因为某人的那只手在继续向下,已经快触碰到了他的臋部……
“封行朗,你干什么?”
丛刚本能的抽回被封行朗紧握的那只手,扯开了自己口鼻上碍事的呼吸机,声音疲弱却肃然。
“毛虫子你醒了?”
封行朗惊怔一声,下一秒便托起丛刚的脊背往自己怀里一带,紧紧的拥抱住了他。
“你终于醒过来了……太好了!”
太过激动的封行朗,在丛刚消瘦的脸庞上狂亲了好几下,也不挑地的狠亲。
丛刚没了脾气,也没了气力;虚弱的他只能任由封行朗这么肆无忌惮的拥抱着自己。
两三个医生闻讯赶了过来,给苏醒的丛刚做全面的检查时,可丛刚却抵触的紧护着自己的腰身。
真是个矫情的主儿!
“都出去!我自己可以!”
丛刚那苍白的面容和低厉的言语,完全是真的在抵触,满怀着敌意。
“他手里有针头!”
护士发现了丛刚手里握着的东西。也不知道他是什么时候扯握在手里的。两个医生便不敢上前了。

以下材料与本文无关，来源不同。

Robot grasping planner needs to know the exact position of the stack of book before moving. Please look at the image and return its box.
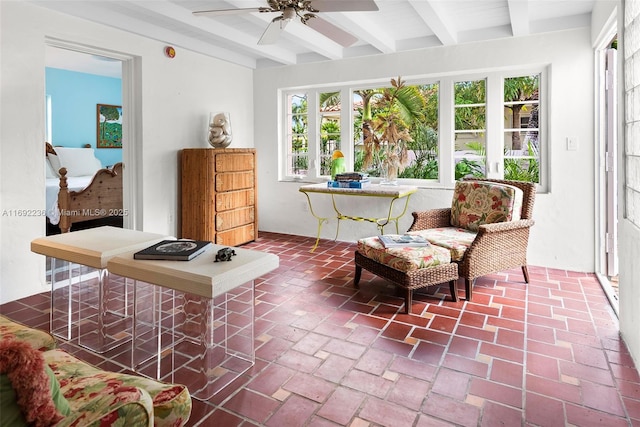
[327,172,371,188]
[378,234,430,249]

这是一家私立医院,卫康和丛刚都熟悉的私人医疗机构。想必这些医生也应该知道丛刚是何等厉害的角色。他们很清楚被丛刚握在手里的针头,有可能真要了他们的命!
“丛刚,你干什么呢?矫不矫情呢你?谁没有p股?就你的p股精贵,看都不让看的?”
封行朗半侧过身体躺上了病床,用左胳膊钳制住了丛刚的上身,右腿压制住了丛刚的双腿,随之朝那两个顿立的医生轻吼,“还愣着干什么?该做什么检查赶紧的做!”
当医生扯开丛刚后身的无菌布时,丛刚再次陷入了恐慌之中,因为他的身上除了包扎伤口的纱布之外,便别无它物遮掩。
感觉到丛刚强烈的挣扎,封行朗立刻出言安抚,“没事的,没事的,该遮该掩的,都我替你遮挡着呢!不会让你露一点的!”
虽说封行朗想不通同样身为男人的丛刚为什么会对自己露p股一事如此的抵触,但还是以安抚为主,将能遮掩的部位都替丛刚遮掩住了。
即便如此,丛刚像是如临大敌一样,对医生恐吓又威胁;直到医生给丛刚打了一针镇定剂后,他才慢慢的放松了抵抗。等医生给丛刚做完各种检查,封行朗也累出了一身的薄汗。